Did All Ancient Greek Athletes Compete Naked?
If you picture the ancient Olympics, you might see thousands of bronzed men running and wrestling in the nude. Was every event a full-body spectacle?

Gustave Moreau — "Oedipus and the Sphinx" (1864), public domain
Every event, every athlete—totally naked?
You’ve heard it: ancient Greek athletes always competed nude. The word 'gymnasium' literally means 'naked place.' Surely, every Olympic runner and wrestler bared all in front of roaring crowds? That image is nearly everywhere.
Not from the very start—and never universal.
The earliest Olympic Games featured clothed competitors—especially charioteers, who kept their tunics for obvious safety reasons. Only later, possibly in the 8th century BCE, did elite runners strip nude, and the trend spread over time to other events and festivals. Women had their own games (the Heraia), but competed clothed—no nudity permitted.

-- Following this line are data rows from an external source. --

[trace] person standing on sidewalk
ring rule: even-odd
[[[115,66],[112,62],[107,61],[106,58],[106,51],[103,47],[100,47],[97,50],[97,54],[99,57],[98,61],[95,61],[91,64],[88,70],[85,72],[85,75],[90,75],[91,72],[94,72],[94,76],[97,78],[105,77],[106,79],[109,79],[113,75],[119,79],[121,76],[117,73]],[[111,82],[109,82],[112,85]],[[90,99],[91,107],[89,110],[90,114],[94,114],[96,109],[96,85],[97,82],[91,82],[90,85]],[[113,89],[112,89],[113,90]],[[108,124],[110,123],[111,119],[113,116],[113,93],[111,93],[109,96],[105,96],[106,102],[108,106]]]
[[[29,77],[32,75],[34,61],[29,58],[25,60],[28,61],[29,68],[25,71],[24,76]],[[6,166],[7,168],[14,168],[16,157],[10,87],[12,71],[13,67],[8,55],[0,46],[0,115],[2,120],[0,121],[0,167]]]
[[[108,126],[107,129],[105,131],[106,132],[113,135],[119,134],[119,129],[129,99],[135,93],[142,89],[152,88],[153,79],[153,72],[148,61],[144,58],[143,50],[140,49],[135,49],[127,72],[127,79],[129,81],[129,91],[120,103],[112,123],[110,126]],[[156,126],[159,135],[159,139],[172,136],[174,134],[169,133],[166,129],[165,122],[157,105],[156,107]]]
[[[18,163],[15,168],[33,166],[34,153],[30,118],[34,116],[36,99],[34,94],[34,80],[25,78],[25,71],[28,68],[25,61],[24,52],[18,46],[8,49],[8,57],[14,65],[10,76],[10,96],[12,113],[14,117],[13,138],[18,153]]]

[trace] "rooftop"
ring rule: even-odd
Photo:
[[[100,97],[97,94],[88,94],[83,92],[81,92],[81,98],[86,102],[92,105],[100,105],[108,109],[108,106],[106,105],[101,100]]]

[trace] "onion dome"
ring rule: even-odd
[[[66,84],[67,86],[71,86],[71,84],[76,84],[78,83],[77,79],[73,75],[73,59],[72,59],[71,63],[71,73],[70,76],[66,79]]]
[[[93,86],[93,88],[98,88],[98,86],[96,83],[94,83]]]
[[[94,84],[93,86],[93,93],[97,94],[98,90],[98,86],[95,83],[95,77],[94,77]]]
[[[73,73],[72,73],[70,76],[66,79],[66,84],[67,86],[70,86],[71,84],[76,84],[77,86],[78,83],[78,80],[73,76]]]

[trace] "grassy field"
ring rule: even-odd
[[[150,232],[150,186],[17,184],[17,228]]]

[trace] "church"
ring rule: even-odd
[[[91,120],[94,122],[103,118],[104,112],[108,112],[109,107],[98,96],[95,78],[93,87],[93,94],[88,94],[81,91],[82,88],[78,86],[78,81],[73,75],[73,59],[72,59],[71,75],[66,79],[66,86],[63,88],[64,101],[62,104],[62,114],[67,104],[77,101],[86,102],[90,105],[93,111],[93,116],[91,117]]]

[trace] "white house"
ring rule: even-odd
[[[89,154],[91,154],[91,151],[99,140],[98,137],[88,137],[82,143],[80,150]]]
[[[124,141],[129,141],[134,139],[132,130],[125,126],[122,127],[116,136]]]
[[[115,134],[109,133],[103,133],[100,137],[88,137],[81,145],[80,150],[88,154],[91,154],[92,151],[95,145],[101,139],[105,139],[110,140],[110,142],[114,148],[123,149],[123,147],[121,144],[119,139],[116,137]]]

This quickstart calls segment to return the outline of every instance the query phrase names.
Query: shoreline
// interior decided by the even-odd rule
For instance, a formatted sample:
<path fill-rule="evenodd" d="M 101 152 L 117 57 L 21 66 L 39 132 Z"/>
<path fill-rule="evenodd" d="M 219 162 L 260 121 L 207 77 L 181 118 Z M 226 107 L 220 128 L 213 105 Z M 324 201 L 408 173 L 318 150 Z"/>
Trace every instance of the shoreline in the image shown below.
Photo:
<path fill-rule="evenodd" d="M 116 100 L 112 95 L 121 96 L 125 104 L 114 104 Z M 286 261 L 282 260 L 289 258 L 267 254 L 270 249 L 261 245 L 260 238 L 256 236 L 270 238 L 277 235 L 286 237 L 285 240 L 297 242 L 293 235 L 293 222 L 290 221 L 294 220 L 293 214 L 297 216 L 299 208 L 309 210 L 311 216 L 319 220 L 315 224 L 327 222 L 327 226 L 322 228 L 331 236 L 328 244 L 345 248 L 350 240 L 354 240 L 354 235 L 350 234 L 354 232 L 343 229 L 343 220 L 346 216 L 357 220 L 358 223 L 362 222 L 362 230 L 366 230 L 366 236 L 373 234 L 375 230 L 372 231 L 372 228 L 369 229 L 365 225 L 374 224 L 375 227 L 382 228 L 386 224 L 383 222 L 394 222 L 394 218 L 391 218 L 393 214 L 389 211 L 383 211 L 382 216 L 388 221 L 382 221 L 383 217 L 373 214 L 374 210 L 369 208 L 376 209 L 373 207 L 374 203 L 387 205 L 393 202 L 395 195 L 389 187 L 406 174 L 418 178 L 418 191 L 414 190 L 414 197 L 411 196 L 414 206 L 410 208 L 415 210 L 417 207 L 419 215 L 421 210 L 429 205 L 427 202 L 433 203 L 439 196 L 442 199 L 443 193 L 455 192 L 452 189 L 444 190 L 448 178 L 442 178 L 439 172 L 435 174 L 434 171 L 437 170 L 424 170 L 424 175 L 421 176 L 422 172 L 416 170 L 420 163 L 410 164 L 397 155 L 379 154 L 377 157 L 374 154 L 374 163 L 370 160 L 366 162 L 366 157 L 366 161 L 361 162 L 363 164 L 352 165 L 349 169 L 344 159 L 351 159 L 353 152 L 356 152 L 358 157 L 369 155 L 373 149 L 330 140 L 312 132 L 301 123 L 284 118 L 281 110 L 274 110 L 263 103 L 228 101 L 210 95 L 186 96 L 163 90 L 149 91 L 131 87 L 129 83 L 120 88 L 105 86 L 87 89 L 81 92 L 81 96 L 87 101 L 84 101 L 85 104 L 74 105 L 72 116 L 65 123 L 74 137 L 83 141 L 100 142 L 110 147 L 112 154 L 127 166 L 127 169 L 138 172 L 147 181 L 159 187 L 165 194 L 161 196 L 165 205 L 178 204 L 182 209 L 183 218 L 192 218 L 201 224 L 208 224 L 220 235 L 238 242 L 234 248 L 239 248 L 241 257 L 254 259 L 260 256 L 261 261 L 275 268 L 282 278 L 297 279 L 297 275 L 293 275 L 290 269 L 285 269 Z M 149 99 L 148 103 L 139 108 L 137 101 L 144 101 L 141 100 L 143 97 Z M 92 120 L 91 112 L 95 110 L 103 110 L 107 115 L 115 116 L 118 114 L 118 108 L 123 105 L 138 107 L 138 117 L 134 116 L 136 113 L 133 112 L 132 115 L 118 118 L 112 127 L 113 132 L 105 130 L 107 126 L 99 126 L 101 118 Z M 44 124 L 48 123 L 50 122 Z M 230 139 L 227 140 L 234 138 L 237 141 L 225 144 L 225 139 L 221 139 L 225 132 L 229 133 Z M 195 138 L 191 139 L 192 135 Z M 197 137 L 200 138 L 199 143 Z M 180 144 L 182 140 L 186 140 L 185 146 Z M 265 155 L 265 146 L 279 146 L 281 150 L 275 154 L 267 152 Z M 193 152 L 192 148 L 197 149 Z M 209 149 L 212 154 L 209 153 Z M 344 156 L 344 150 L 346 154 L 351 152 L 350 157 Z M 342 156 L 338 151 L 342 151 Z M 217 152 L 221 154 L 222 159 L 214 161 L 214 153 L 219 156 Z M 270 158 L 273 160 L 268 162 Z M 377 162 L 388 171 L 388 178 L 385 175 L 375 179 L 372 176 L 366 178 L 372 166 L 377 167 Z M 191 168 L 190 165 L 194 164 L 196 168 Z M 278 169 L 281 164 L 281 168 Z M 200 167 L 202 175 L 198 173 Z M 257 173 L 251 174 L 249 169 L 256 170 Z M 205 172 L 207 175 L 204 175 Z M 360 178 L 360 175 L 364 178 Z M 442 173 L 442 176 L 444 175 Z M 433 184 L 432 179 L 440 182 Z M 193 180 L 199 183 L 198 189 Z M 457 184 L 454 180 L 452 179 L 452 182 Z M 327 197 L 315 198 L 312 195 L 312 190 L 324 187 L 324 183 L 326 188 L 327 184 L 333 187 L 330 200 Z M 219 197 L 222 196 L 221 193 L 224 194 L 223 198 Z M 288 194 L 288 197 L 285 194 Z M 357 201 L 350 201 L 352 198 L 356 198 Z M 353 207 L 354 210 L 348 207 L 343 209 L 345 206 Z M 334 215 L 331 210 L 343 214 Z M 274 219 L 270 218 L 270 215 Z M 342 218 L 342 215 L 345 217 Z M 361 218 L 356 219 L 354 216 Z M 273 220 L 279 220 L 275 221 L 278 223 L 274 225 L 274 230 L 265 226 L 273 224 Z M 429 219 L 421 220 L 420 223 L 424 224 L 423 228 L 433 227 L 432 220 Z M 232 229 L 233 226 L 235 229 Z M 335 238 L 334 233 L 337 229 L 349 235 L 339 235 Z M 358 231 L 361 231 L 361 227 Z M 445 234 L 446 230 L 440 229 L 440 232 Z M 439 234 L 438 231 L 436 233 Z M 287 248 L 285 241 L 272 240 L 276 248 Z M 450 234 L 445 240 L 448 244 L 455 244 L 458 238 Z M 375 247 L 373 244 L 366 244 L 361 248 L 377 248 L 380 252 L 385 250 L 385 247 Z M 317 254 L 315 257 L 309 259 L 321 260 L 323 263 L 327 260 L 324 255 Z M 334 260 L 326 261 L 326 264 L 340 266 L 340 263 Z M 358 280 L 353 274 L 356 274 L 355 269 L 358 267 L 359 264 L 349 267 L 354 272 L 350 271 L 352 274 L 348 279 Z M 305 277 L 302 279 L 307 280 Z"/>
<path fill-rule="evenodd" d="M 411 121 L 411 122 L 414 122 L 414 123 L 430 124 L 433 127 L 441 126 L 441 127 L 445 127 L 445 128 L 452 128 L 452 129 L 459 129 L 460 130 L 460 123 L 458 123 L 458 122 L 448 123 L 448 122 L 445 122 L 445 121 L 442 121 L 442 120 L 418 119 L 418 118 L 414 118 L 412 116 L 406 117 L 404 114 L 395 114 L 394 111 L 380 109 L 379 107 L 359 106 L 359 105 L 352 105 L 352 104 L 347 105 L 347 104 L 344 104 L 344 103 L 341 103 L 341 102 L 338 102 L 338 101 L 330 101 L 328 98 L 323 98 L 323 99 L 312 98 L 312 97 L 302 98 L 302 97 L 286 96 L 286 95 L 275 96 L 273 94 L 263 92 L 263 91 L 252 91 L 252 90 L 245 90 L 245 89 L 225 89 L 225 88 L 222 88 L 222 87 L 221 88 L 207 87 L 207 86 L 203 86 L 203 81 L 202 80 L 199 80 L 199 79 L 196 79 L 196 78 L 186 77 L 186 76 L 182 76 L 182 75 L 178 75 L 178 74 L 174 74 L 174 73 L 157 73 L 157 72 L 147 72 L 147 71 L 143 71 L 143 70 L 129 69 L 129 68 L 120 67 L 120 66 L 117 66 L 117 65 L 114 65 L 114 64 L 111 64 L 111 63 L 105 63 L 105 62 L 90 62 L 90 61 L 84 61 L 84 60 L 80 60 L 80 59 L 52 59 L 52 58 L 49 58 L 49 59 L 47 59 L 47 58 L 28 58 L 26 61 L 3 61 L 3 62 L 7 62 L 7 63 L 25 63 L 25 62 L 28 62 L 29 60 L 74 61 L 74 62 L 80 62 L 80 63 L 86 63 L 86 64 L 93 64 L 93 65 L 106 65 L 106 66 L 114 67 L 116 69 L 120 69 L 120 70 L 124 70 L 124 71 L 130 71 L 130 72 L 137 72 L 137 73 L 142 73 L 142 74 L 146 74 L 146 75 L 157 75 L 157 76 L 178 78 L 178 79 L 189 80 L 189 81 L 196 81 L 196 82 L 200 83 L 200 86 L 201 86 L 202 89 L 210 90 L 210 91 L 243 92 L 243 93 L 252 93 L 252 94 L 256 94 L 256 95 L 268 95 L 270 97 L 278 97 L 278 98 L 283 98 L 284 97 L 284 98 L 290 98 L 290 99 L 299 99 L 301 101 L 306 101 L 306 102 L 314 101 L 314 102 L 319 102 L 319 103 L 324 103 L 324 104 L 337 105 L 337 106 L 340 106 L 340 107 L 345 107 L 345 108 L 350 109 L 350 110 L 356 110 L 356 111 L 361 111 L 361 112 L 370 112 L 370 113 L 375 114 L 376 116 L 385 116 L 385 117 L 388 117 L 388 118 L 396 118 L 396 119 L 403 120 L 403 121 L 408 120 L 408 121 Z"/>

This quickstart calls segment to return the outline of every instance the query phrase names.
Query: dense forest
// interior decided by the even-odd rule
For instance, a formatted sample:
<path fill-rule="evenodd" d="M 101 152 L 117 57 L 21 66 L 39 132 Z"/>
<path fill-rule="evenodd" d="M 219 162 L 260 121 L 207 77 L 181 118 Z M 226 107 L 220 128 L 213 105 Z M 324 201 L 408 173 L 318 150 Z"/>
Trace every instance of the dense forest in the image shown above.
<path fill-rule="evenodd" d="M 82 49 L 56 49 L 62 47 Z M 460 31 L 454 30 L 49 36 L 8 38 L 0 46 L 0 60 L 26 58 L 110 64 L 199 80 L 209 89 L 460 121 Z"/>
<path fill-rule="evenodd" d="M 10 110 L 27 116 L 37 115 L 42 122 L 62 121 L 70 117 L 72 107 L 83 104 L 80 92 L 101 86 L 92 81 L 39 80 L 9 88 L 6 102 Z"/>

Why imagine a naked Olympics?
Later Greek writers, eager to underline Greek 'difference,' exaggerated the nudity custom in contrast to 'barbarians.' Victorian-era scholars and 19th-century painters loved the image of pure, athletic nudity—so it stuck in our imagination.
While Greek men did compete naked, it wasn’t always the rule—early Olympics saw athletes clothed, and women had their own festival (clothed). The shift to nudity was gradual and debated even then.